# color of gravel



## wingedjumper517 (Mar 27, 2005)

What color gravel do you guys use with your fish? I'm trying to layout my tank, and I was wondering if you guys had an opinion as to what color gravel makes the fish stand out or brings the color out of them (not literally). Like I have the neon (pink, purple, blue, green) gravel in for my fancy goldfish, and it almost seems to make the fish "glow" because the brightness of the gravel is reflected off their scales.

I'd be doing this with my tank with some tiger barbs, clown loaches, a rainbow shark, and catfish. Right now, I have metalic blue, green, and purple that was jsut in there from before.


----------



## Renee1 (Apr 4, 2005)

I have a mixture of light and royal blue in my tank and i find it makes my tiger barbs stand out nicely.


----------



## cameraman_2 (Mar 28, 2005)

my 10 gallon tank has black gravel with metalic looking plants and it looks very unique while my 55 gallon has Seachem Flourite Plant Substrate which is for planting live plants. Everyone really says that it looks like a real lake bottom and I really like this stuff. What I did is found it online for 12.99 and printed off the page and took that to petsmart and they sold it to me for that price when it was actually marked at 25.99 at petsmart.


----------



## shev (Jan 18, 2005)

I use the more natural looking stuff, the gravel, and fluorite.

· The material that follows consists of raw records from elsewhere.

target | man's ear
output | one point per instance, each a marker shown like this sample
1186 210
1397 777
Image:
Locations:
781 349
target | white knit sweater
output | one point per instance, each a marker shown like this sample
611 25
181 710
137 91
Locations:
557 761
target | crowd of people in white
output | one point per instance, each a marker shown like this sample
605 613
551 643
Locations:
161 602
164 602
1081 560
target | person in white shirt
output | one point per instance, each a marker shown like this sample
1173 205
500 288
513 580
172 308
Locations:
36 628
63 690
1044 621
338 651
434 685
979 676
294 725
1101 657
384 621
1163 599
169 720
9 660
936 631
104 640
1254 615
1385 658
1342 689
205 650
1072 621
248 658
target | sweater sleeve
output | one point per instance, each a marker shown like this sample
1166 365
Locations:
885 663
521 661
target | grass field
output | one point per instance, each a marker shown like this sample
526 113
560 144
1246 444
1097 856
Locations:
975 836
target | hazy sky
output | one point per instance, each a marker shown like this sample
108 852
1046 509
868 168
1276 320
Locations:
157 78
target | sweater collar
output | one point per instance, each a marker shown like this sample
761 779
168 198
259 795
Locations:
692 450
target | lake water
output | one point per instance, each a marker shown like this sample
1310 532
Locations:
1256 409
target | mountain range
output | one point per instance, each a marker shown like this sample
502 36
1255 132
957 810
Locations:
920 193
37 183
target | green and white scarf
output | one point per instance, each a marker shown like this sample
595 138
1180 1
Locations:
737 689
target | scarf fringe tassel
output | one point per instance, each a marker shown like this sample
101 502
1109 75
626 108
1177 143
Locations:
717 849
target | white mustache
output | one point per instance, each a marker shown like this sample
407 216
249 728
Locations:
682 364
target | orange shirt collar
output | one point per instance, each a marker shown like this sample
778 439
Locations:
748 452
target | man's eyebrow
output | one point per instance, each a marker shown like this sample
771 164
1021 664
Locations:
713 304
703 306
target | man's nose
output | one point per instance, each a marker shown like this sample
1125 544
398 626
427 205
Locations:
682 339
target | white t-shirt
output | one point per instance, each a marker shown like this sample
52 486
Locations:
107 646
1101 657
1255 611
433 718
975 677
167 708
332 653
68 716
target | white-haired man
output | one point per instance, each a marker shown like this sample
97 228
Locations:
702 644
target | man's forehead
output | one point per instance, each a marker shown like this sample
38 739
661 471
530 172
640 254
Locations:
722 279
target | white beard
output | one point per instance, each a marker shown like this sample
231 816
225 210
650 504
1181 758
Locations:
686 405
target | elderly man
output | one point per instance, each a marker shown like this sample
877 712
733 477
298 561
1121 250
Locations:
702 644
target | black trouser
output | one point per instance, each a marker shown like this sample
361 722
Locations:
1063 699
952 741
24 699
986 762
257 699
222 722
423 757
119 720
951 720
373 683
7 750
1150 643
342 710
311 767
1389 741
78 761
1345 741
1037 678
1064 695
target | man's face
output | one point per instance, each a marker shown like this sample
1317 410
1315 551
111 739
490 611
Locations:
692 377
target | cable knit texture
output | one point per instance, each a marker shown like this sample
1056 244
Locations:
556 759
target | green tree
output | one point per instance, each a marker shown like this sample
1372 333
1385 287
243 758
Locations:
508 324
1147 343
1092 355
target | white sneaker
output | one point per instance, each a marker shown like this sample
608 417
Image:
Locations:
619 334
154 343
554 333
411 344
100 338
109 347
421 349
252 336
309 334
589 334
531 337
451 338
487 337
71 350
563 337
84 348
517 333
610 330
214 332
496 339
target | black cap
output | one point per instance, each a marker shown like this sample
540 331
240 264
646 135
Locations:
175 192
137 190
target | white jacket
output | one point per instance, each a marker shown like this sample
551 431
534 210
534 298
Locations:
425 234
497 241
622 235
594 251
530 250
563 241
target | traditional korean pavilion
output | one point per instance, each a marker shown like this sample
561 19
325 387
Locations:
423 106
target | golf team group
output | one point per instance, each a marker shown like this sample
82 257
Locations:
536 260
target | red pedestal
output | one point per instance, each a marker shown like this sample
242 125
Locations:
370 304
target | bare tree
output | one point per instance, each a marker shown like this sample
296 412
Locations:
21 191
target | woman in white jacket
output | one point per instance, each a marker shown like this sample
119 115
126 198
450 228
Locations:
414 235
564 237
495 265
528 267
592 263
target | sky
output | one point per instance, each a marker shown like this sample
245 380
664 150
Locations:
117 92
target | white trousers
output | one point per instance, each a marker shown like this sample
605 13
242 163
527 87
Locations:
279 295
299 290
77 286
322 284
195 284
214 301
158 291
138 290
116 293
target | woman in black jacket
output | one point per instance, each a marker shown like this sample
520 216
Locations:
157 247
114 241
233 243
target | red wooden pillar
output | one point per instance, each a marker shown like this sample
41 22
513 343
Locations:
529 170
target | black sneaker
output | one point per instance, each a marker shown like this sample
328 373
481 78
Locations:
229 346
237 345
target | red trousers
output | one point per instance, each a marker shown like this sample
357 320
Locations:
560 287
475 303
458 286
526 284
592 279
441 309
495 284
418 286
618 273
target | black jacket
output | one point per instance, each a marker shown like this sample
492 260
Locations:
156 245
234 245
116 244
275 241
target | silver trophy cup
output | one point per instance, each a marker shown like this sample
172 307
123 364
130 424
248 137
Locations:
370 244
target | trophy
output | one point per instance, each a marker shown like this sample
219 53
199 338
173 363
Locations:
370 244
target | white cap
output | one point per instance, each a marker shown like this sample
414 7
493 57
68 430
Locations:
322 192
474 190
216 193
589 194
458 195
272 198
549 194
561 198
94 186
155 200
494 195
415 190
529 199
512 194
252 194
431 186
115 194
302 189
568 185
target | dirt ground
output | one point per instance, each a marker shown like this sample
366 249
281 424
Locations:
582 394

but I had some blue stuff in a tank I liked.


----------



## Fla280zxDrifter (Mar 27, 2005)

the darker the gravel the better, it'll bring out the colors better, it'll keep stress levels in the fish lower, and it's generally more natural looking


----------



## fish_doc (Jan 31, 2005)

I also tend to stay with the natural colors. But when I first started I had blue in one and a gold in another. The gold worked nice it was close to a natural color but had a little extra kick that showed the tank and fish nicely.


----------



## Lexus (Jan 19, 2005)

I have black and love it... i also have red in another and dont love that so much


----------



## eda (Apr 11, 2005)

i am in love with white gravel, i can't get enough of it.... <shivers>


----------



## Lydia (Feb 6, 2005)

i had blue and green and white and that looked good, but now i have natural colored and i think that looks best because it makes the fish stand out well


----------



## Fishfirst (Jan 24, 2005)

I like natural, white ends up dirty looking eventually IME... I have blue and natural and I definatley like natural better


----------



## google (Jan 27, 2005)

for bright fish, i use natural
and natural color fish, i use bright


----------



## Jobrien323 (Jan 19, 2005)

My betta tank has black gravel in it. It seems to show off the blue/purple color of him nicely.

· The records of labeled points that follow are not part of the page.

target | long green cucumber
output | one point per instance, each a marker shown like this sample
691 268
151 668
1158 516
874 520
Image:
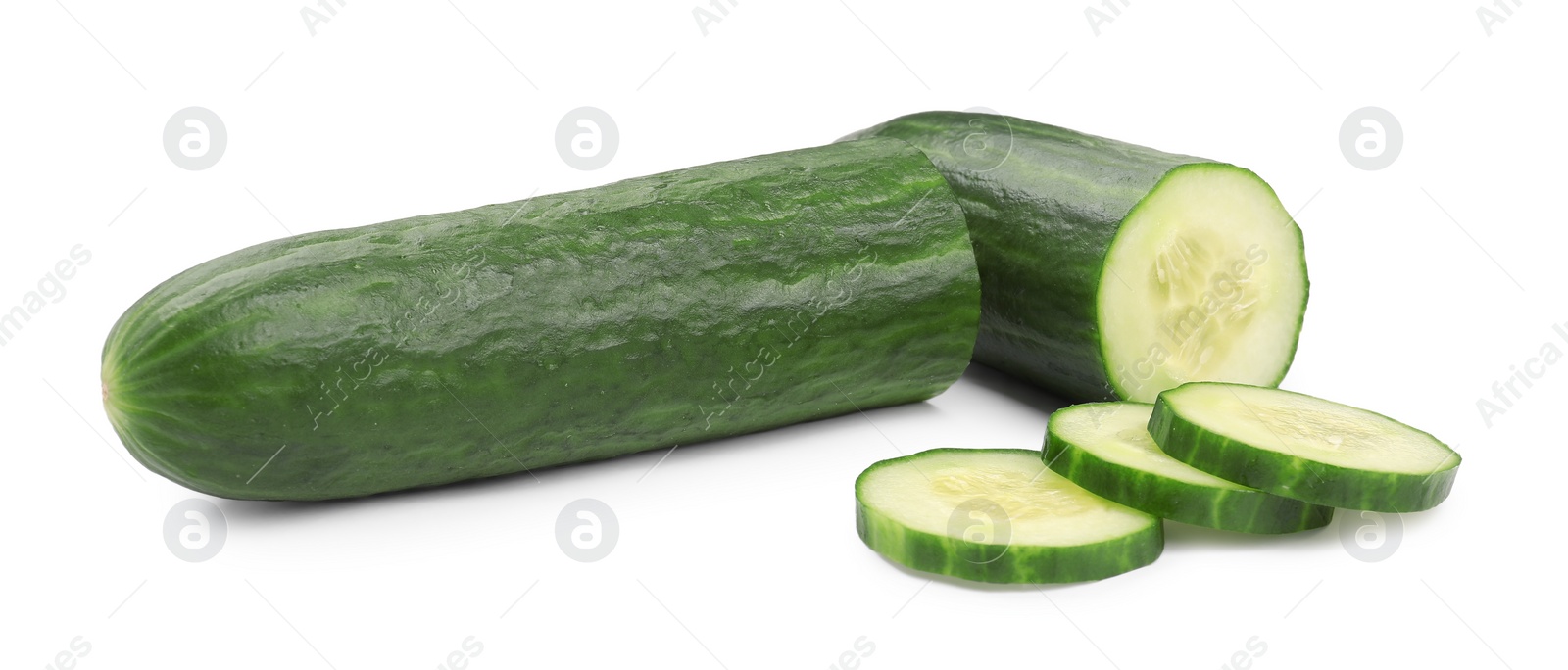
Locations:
1303 447
1105 448
998 515
1115 271
645 313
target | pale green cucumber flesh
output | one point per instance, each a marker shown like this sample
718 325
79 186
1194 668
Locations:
1303 447
1115 271
998 515
1105 448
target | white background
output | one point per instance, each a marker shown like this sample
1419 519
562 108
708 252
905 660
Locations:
1431 279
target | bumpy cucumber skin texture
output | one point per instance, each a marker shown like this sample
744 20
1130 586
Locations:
1043 207
1225 509
1016 564
653 311
1291 476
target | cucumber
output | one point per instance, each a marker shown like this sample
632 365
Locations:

My platy tank has natural-colored river rocks in there, and that really works well (the fry blend right in, which gives them more cover along with all the plants)


----------



## fishfreaks (Jan 19, 2005)

i like the black, but we have a mixture of yellow orange, blue and green in our 15 g. tank, but were going to get some black gravel and mix the two. all our other tanks have black green and purple


----------



## osteoporoosi (Jan 27, 2005)

I prefer natural, fine sand. The darker the better, now I'm trying to find fine black sand.
Neon colors and stuff like that are a big no-no for me.


----------



## Thunderkiss (Mar 19, 2005)

Only natural colors for me.


----------



## Imbrium (Feb 7, 2005)

My 10 gal has natural colored gravel. Other than that my tanks are bare-bottomed for spawning.
I also have a small tank with bright blue gravel. It shows off my red betta really nicely.


----------



## fish_doc (Jan 31, 2005)

Im surprised no one has said green and given the reason because it hides all the algae in my tank. :lol:


----------



## shev (Jan 18, 2005)

Anybody use laterite, or eco-complete? are they any good? are they both rusted red like fluorite?

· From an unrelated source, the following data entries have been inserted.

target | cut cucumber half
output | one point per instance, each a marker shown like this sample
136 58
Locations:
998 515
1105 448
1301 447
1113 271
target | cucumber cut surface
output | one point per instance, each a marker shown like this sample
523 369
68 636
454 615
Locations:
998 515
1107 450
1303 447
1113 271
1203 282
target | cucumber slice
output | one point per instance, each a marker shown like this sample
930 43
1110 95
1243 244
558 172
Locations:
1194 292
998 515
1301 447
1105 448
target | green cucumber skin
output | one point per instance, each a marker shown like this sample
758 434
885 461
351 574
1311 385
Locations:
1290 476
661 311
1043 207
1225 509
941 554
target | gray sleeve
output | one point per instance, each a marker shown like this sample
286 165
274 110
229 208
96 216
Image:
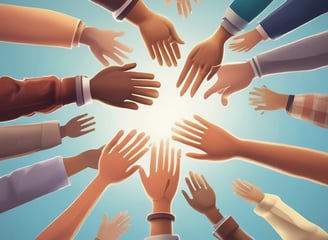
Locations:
305 54
21 140
28 183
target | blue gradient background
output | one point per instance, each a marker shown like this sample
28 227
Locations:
310 199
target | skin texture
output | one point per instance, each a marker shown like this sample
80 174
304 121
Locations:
116 163
184 6
231 79
102 44
247 191
162 44
203 60
265 99
217 144
114 228
246 41
77 126
164 171
117 86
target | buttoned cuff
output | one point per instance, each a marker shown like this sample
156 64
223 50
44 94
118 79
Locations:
232 22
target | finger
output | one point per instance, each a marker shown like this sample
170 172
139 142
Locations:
164 53
188 199
187 135
189 129
141 100
98 54
132 144
113 142
126 140
146 92
190 185
170 52
158 55
190 79
186 142
200 78
145 83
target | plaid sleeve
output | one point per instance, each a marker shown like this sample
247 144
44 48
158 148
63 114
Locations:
312 108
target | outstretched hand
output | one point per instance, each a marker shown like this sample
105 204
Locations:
231 78
213 140
184 6
247 191
102 44
77 126
117 86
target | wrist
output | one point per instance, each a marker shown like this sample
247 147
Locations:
139 13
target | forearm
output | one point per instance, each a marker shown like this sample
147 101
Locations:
292 14
240 13
68 223
28 183
309 107
21 140
38 26
297 161
305 54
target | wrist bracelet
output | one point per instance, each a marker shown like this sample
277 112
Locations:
160 215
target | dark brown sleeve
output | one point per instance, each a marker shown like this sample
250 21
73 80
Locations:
24 98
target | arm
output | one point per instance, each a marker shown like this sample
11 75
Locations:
115 164
39 179
24 139
217 144
203 201
205 58
161 194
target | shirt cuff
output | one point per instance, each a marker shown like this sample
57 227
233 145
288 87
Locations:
232 22
83 92
163 237
262 32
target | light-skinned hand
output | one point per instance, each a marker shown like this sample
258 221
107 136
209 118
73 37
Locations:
184 6
203 135
117 86
118 156
77 126
102 44
232 78
114 228
203 197
162 183
247 191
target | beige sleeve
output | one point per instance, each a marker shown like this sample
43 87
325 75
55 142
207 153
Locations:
21 140
287 222
38 26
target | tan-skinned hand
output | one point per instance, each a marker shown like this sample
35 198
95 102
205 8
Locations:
117 86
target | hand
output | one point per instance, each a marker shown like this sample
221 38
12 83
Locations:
203 196
117 86
117 158
213 140
76 127
115 228
246 41
203 60
247 191
184 6
162 183
231 78
265 99
102 42
161 39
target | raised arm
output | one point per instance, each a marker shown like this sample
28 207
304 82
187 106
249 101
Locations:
116 164
217 144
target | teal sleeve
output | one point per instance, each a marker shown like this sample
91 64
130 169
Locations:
249 9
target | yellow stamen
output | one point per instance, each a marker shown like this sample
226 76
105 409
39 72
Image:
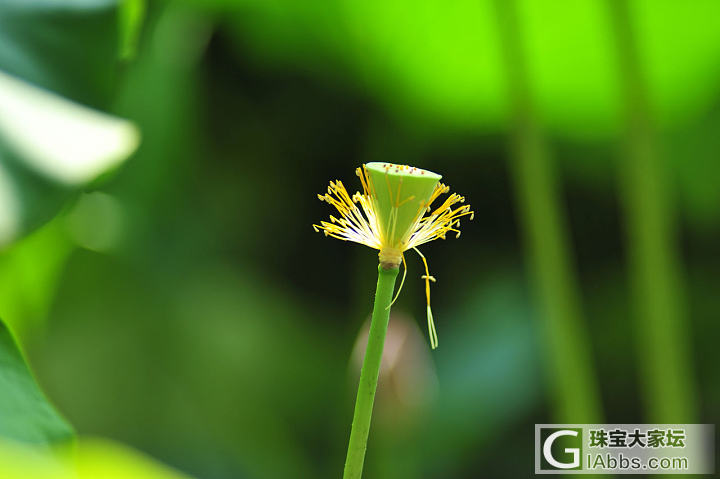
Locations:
431 323
402 282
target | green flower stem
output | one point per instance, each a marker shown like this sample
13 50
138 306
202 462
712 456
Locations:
566 339
369 374
655 269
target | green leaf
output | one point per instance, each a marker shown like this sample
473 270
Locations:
67 46
131 16
50 146
25 413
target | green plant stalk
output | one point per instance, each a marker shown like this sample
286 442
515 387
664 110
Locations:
655 270
566 339
369 373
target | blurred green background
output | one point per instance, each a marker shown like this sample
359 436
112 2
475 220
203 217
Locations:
179 301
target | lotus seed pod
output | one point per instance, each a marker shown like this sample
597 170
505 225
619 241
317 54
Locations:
401 195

I use fluorite in a few of my tanks, it grows plants pretty well.


----------



## malawi4me2 (Jan 18, 2005)

I only like natural looking substrates, also. I use the CaribSea Eco-Complete African Cichlid Sand in my Malawi cichlid tank, and I have the CaribSea Eco-Complete for planted tanks in my West-African cichlid tank. The African Cichlid sand is a mixture of white and black (with some pieces being larger than others), and the Eco-Complete for planted tanks is very dark brown (almost black). If I could do it over, I'd probably use some type of sand in the West-African tank too, because I like the way that sand looks in a tank.


----------



## mxpx4318 (Jan 24, 2005)

I believe it has a lot to do with the color of the fish as for what color gravel (if that's your thing) will help make their colors stand out, I have black/white gravel mix in my 29g with red/orange and white rocks and green and red plants that really makes my white skirts redvelvet and black velvet swords stand out but the panda and skunk cories really blend into the gravel... I used to have blood red gravel, driftwood and deep green plants in my 20g which really made my gold barbs stand out but now I have sand in the 20g as well as my 10g brackish which may not allow the fish to stand out as much but sure does make the tank overall look better (more natural is what I go for). I do still have a 10g molly tank with BRIGHT red gravel that really contrasts the black mollies nicely too, so it all just depends on your fish type I think and what you're overall look is that you're going for.


----------